A recent McKinsey survey of more than 2,000 global executives found that while nearly half say that climate change is a somewhat or very important issue to consider in purchasing and supply chain management, fewer than 25 percent say their companies always or frequently take climate change into consideration in making supply chain decisions, reports Supply Chain Digest.
It’s notable that a sizable number of executives in manufacturing companies view climate change issues as either positive for them or equally a threat (higher costs) and an opportunity (new Green products to develop and market). Some 37 percent of thought the risks and opportunities were roughly balanced for their firms, and another 21 percent thought the opportunities far outweighed the risks.

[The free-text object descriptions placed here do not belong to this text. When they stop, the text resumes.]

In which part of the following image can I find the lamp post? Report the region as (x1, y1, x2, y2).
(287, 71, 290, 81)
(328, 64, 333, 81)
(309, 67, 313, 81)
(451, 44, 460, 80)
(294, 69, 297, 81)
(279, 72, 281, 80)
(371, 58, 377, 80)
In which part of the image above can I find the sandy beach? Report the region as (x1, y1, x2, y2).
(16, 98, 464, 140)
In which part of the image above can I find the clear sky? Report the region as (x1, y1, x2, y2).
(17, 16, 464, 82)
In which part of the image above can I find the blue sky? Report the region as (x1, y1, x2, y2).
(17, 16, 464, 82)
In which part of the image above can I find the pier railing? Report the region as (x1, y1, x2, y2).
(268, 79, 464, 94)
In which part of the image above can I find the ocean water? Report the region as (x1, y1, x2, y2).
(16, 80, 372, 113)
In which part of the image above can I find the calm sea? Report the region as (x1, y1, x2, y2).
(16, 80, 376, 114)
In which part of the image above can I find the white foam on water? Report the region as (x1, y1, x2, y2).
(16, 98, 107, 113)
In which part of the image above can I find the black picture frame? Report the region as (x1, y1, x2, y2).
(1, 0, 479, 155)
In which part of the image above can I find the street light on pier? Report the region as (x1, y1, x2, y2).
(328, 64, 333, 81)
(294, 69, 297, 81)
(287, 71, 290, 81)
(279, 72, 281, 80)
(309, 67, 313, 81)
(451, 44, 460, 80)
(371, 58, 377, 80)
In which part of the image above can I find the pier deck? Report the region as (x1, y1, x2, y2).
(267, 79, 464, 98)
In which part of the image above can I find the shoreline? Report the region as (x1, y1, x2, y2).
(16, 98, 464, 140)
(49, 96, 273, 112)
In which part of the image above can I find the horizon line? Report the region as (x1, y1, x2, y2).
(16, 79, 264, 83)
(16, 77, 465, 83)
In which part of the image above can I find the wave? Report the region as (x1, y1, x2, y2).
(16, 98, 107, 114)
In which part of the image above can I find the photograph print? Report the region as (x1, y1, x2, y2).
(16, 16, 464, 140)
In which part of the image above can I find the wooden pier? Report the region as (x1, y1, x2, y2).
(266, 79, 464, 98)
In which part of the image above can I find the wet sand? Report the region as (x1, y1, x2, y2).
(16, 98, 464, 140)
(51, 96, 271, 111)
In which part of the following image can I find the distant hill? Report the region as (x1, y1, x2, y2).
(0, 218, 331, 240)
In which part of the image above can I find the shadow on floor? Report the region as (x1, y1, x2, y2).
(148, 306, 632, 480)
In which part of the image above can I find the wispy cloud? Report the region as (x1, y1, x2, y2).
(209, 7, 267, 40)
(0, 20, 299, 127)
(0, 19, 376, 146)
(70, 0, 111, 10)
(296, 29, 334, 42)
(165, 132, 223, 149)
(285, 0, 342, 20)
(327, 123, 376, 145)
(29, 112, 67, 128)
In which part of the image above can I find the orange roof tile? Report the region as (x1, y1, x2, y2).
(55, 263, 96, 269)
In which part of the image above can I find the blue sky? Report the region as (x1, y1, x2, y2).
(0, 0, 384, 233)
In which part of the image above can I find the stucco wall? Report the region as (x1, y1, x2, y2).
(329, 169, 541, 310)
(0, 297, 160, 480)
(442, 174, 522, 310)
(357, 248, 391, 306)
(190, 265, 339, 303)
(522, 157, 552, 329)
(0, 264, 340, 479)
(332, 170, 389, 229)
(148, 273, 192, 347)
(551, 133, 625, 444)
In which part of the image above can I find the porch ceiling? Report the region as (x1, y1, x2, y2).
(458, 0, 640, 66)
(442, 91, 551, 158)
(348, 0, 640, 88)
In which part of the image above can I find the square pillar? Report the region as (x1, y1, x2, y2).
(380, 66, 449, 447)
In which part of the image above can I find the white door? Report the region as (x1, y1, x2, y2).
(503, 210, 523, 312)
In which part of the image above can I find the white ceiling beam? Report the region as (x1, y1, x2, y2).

McKinsey found 61 percent of all respondents expect a somewhat or very positive effect on profits should their companies manage the issues related to climate change very well – which in part explains the general corporate enthusiasm around sustainability, and the limited action thus far. Many companies may be waiting for new product markets to develop, but are taking a very slow approach to supply chain changes that might add costs for now.
McKinsey’s analysis shows that for consumer goods makers, 40-60 percent of carbon footprint resides upstream in the supply chain—from raw materials, transport, and packaging to the energy consumed in manufacturing processes. This means any significant carbon-abatement activities will require collaboration with supply chain partners – a time consuming and potentially expensive process.